But in a sign of rebounding activity, the latest figures showed imports soared 19.8% in January-February, smashing the 7% estimated in the Bloomberg survey.
Oil imports surge
The jump follows official data on Monday that revealed consumer prices rose last month at their fastest pace in three years.
Meanwhile, exports to the U.S. sank 11.0% as President Donald Trump pressed ahead with his tariff campaign.
Beijing and Washington were locked in a blistering trade war last year, which at one point saw reciprocal levies in the triple digits.
There are hopes that tensions could cool, with Trump set to travel to China at the end of the month.
Shipments to the U.S. totalled $67.24 billion in January-February, the figures showed, compared with $75.56 billion in the same period last year.
That was offset, though, by exports to the European Union, which jumped 27.8%, while those to the Association of Southeast Asian Nations (ASEAN) climbed 29.2%.
However, "events in the Middle East will increase China's oil import bill but weigh on its import volumes," Huang said in a note.
Worries about the global economy have intensified this month after the U.S.-Israel war on Iran sent oil prices soaring to their highest since Russia's 2022 invasion of Ukraine.
The conflict has seen the crucial Strait of Hormuz – through which a fifth of global oil travels – effectively shut off.
With tensions already rising last month, imports of oil by China – the world's largest importer of the commodity – jumped 16% in January-February combined, the customs data showed Tuesday.
The strong export growth will likely "reinforce" the argument of trading partners concerned about China's ballooning trade imbalance, wrote Zhiwei Zhang, president and chief economist of Pinpoint Asset Management.

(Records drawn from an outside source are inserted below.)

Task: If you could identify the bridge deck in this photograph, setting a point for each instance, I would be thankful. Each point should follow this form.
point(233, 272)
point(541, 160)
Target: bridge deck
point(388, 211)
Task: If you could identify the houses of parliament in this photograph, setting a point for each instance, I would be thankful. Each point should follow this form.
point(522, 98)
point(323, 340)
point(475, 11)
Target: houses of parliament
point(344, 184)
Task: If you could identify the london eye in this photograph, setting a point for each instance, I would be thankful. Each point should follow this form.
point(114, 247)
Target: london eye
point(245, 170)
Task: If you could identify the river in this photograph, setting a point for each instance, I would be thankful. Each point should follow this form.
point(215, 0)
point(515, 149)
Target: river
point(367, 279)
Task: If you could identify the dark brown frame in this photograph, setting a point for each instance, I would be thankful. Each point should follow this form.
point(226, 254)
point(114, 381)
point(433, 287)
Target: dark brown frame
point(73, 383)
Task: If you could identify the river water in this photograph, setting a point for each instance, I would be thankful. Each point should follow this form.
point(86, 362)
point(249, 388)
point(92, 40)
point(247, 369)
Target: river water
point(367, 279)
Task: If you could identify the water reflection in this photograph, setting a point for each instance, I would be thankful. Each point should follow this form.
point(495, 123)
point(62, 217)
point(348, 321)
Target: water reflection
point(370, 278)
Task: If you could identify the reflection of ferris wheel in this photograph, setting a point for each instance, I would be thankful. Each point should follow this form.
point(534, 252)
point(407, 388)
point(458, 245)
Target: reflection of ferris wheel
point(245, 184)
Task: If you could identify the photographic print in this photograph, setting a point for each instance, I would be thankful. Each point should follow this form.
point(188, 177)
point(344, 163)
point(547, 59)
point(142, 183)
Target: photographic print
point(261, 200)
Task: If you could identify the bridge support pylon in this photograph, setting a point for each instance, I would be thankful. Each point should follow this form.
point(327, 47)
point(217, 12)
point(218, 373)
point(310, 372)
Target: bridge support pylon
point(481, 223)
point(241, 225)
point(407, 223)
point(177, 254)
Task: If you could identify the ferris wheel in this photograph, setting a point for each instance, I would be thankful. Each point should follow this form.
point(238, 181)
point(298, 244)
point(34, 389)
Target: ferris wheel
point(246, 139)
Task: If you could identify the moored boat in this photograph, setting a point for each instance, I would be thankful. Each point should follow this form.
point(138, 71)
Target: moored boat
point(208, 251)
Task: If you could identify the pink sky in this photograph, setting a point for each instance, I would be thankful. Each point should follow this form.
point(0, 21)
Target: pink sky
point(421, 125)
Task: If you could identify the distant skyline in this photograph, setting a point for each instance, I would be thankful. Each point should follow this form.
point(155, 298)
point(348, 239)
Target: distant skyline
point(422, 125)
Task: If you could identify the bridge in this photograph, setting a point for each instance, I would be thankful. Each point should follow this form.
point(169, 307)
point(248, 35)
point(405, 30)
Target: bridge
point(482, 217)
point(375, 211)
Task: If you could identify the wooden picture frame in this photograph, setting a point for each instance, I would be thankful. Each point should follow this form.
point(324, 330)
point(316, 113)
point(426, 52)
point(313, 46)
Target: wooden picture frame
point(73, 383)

Commerce Minister Wang Wentao acknowledged that China's trade needed balancing when he spoke at a news event on Friday on the sidelines of the "Two Sessions" political meeting in Beijing.
"Exports and imports are like the two wheels of a vehicle. If they are balanced, the vehicle runs smoothly and goes further," Wang said.
Pinpoint's Zhang added that strong exports and a lower official growth target "suggest that China is unlikely to launch stimulus any time soon."